Renée Van Halm is a Canadian contemporary visual artist born in Haarlemmermeer, the Netherlands and immigrated to Canada in 1953.
Exhibitions
Renée Van Halm has been featured in over 30 solo exhibitions including numerous exhibitions at the S.L. Simpson Gallery and Birch Contemporary in Toronto, Ontario, as well as Equinox Gallery in Vancouver, British Columbia, Canada.
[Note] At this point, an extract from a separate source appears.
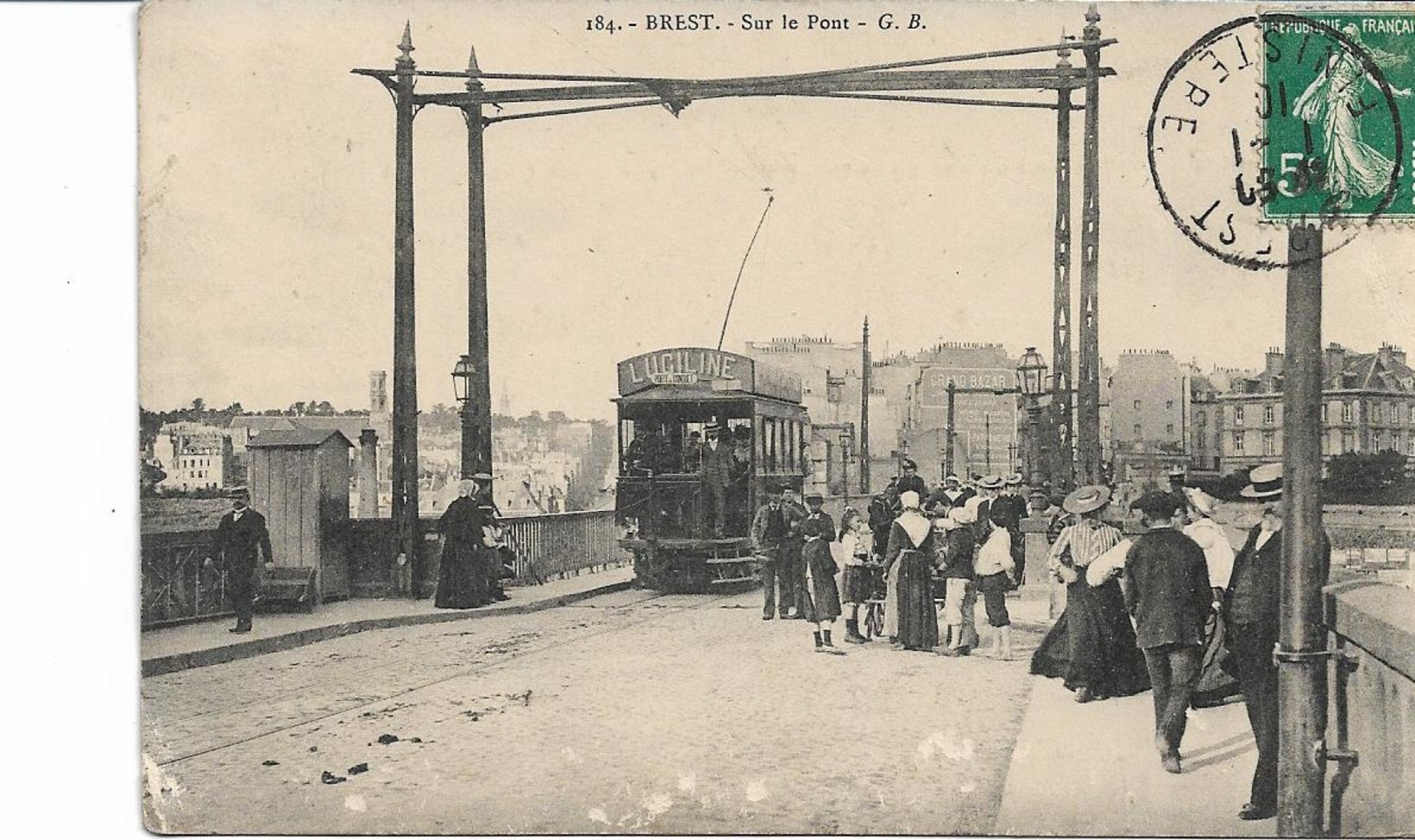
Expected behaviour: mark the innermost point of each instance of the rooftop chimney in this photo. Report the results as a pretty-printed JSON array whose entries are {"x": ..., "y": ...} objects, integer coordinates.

Notable exhibitions include:
Reverse Engineering at the S.L. Simpson Gallery and Birch Contemporary in Toronto, ON
Cross-Cutting/Inside Out, a 35-year survey exhibition of her works on paper at the Burnaby Art Gallery, Burnaby, BC
Shape of Things at the West Vancouver Museum, Vancouver, BC
Her work has been included in numerous group exhibitions such as Aurora Borealis at the Centre international d'art contemporain, Montréal, weak thought at the Vancouver Art Gallery, Architypes at the Charles H. Scott Gallery, Vancouver and the Embassy of Canada, Tokyo, Cut and Paste at the Equinox Gallery, The Poetics of Space at the Vancouver Art Gallery, New Monuments Forget the Future at Birch Contemporary, Return of the Image at the Beaverbrook Art Gallery, Fredericton, NB, Form Follows Fiction at UTAC, Toronto, and Elusive Utopias at the Judith and Norman Alix Gallery, Sarnia, ON.
Art practice
Renée Van Halm has a long-standing interest in the history of painting and the production of hybrid objects that blur the space between painting, sculpture and architecture. She is deeply invested the material processes of painting and the traditional terms of its construction. Of her artistic practice, Van Halm has written: "Cultural history and how we represent and inhabit architecture are fundamental to my work. Over the years I have looked at many subjects that reflect on art and design practices through the genres of still life and landscape as well as decor, abstraction and pattern. I am drawn to the expectations that underscore these preoccupations. Over thirty year ago I began to work with the architecture found in early Renaissance painting, from which I built life sized three-dimensional structures. This work led me to consider how architectural space governs contemporary experience. This continues in my current work where I work with images culled from mainstream fashion and decor magazines which I manipulate and juxtapose in new compositions. These form the basis of paintings. My ongoing interests are in how we as individuals, define and negotiate our private experiences in thespaces where we live." Van Halm often incorporates art historical, painterly references, as well as allusions to architectural history. Art critic Robin Laurence writes: "Her art takes on presence and absence, private and public, intimacy and grandeur, modernism, pre-modernism, and postmodernism, all in a manner that is gorgeously painterly and rigorously critical. The sources of Van Halm’s imagery range from early Renaissance paintings to contemporary real-estate ads, and from interior design publications to her own photographs and collages."